Struggling to resolve the dilemma

While ophthalmologists fight many causes of blindness in developing countries, glaucoma has not been a prime target, she said.

However, as the second leading cause of blindness in the world, the impact of glaucoma is global. There are high incidence rates in regions of the Americas, Southeast Asia, the Eastern Mediterranean, Africa, Europe, and the Western Pacific. The statistics are staggering, with great increases in blindness from glaucoma expected by year 2020.

Dr. Olivier said we cannot continue to neglect glaucoma internationally considering the numbers of individuals becoming blind.

Nevertheless, according to Dr. Olivier, ophthalmologists have considered glaucoma impractical to treat in disadvantaged and remote settings.

In wealthy nations, pharmaceutical management of glaucoma is the most popular approach. But in developing nations, even if patients could afford drug treatment, there are no delivery systems to distribute them or storage facilities to maintain them.

Additionally, patients with primary open-angle glaucoma experience no symptoms in their early stages, so they may be reluctant to devote scarce resources to acquiring and using medication. In the absence of a way to treat glaucoma in such areas, little emphasis has been placed on screening and detection.

Dr. Olivier believes that must change.

Recommendations

Surgery as a first line of intervention should be considered and warrants further study, as suggested by the Collaborative Initial Glaucoma Treatment Study, she said.

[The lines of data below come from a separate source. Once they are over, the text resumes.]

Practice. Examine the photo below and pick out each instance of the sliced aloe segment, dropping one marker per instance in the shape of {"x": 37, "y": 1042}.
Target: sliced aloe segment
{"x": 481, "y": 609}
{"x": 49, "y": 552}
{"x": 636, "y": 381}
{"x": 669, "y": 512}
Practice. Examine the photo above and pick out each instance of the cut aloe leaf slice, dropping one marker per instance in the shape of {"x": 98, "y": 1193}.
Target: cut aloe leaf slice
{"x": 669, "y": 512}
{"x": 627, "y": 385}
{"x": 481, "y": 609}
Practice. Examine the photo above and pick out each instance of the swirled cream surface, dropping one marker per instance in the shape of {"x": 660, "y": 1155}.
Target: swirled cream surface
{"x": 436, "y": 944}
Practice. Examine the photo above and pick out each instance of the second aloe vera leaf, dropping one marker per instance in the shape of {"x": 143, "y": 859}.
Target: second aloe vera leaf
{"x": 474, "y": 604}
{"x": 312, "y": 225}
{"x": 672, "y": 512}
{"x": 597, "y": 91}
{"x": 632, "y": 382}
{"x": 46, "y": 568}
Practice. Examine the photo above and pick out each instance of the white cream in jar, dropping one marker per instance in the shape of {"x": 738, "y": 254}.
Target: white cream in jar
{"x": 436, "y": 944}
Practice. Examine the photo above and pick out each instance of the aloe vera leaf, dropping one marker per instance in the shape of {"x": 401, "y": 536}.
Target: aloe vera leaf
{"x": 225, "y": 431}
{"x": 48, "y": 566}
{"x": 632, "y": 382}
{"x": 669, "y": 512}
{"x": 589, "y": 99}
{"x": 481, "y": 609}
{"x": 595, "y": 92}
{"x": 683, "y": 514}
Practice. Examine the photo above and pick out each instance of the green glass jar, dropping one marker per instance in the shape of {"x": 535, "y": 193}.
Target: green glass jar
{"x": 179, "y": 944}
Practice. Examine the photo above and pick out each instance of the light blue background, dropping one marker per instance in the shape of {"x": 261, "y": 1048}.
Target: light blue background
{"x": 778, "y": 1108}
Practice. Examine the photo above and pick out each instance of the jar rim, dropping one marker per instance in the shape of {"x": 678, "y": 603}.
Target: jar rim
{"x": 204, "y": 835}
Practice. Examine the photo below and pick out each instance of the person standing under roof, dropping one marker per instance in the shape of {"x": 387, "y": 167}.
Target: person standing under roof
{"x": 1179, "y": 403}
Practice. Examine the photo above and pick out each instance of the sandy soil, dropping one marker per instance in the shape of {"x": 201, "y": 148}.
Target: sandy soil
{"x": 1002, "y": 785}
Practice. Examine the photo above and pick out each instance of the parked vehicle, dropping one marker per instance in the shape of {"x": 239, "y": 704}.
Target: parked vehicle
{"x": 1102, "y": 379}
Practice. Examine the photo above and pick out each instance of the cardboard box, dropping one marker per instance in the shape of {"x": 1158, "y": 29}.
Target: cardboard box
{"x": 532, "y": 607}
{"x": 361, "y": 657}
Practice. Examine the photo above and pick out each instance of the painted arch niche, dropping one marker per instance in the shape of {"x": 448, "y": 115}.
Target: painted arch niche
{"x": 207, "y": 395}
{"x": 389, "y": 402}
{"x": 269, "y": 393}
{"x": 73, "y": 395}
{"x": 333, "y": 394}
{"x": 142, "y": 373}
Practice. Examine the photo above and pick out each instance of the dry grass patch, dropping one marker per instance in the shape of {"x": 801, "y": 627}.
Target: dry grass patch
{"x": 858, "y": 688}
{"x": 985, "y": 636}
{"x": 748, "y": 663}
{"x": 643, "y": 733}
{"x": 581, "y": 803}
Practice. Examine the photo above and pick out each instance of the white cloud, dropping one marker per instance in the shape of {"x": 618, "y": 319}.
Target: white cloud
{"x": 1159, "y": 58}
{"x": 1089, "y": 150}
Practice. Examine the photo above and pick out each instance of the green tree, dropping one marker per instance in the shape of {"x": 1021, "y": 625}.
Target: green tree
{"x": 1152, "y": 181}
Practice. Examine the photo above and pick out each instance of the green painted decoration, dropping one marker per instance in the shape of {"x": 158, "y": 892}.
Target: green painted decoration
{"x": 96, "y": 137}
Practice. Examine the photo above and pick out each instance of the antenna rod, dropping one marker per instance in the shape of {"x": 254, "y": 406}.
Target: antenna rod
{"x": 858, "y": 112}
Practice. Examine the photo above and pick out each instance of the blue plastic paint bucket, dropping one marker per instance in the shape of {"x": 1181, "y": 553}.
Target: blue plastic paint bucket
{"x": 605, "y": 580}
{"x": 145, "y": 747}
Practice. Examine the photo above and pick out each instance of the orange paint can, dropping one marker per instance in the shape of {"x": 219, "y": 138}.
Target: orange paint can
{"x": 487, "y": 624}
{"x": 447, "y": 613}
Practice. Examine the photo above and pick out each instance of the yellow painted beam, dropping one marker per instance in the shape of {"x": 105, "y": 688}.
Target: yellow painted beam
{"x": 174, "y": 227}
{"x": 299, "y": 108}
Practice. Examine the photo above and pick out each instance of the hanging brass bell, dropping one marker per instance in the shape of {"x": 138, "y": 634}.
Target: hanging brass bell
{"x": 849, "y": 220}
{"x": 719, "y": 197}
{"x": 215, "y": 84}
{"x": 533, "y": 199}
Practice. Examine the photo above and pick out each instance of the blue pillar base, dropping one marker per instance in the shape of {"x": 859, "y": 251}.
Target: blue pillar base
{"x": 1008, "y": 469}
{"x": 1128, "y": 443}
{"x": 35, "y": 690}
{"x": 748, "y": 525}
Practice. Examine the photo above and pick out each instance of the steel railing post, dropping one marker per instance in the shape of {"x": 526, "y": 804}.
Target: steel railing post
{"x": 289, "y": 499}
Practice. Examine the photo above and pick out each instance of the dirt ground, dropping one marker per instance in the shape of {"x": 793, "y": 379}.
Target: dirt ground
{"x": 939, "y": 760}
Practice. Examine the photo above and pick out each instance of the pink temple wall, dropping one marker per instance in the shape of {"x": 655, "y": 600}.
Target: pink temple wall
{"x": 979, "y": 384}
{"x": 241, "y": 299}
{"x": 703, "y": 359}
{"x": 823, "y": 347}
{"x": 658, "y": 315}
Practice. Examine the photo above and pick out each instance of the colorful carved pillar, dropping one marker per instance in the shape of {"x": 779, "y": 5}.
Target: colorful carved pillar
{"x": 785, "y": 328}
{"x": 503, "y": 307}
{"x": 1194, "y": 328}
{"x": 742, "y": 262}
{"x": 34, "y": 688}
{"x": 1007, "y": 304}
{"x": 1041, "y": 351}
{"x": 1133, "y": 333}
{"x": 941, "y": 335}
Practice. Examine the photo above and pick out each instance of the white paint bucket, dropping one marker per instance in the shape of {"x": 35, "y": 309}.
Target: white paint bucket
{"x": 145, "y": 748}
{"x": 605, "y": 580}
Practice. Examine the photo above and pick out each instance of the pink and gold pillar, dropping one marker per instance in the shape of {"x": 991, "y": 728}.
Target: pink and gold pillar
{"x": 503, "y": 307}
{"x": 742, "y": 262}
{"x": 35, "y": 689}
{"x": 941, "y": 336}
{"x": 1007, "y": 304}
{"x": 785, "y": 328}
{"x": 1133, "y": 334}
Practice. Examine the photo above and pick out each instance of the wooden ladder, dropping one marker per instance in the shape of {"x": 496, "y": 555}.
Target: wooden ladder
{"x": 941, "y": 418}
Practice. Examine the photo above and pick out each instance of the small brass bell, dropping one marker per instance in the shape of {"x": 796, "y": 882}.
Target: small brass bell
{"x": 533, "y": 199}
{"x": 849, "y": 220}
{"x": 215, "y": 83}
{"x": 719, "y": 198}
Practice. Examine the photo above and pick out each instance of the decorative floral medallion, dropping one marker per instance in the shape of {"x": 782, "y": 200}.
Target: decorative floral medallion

While glaucoma surgery is not taught routinely in residency programs in other countries, that could change. Techniques to consider include:

·      Diode laser trabeculoplasty

·      Selective laser trabeculoplasty

·      Micropulse laser trabeculoplasty

·      Argon laser trabeculoplasty as primary treatments

Together with Eve Higginbotham, MD-who is the Vice Dean for Diversity and Inclusion at the Perelman School of Medicine, University of Pennsylvania, Philadelphia-Dr. Olivier has also conducted preliminary studies of the effectiveness of primary transscleral cyclophotocoagulation as a primary intervention for addressing glaucoma. Dr. Olivier also called for greater innovation in the development of delivery systems for glaucoma medications, citing the success of Vermectin (ivermectin, Merck Sharpe and Dohme) in fighting onchoccerciasis.

Detecting and treating cataract in disadvantaged and remote areas has been quite successful, noted Dr. Olivier.

She has found in her own medical missions to Haiti that the same opportunities can be used to screen for and diagnose glaucoma.

“We can screen for glaucoma at the same time that we look for cataracts with only minor additions of equipment,” Dr. Olivier said. “We can integrate local health care providers into the process so that we pass our own skills on to those who can continue the efforts long after we depart. Opportunity is the intersection of innovation and science.

“By recognizing our own individual potential to help address the epidemic of untreated glaucoma in the world, we can find many ways to help,” she continued.

Possible future innovations include a slow release medication implanted in the eye, contact lens delivery system, and/or nanotechnology, she noted.

“Someone can dare to think outside of the box,” Dr. Olivier said. “Let’s pick up the gauntlet that our knowledge and skills suit us to accept. Let’s make a mark by bring an end to glaucoma because it is so difficult to treat as a cause of blindness internationally. Let’s make a change.”

 

Mildred Olivier, MD

E: molivier@midwestglaucoma.com

Dr. Olivier is a consultant to Santen Pharmaceuticals and lectures for Lumenis.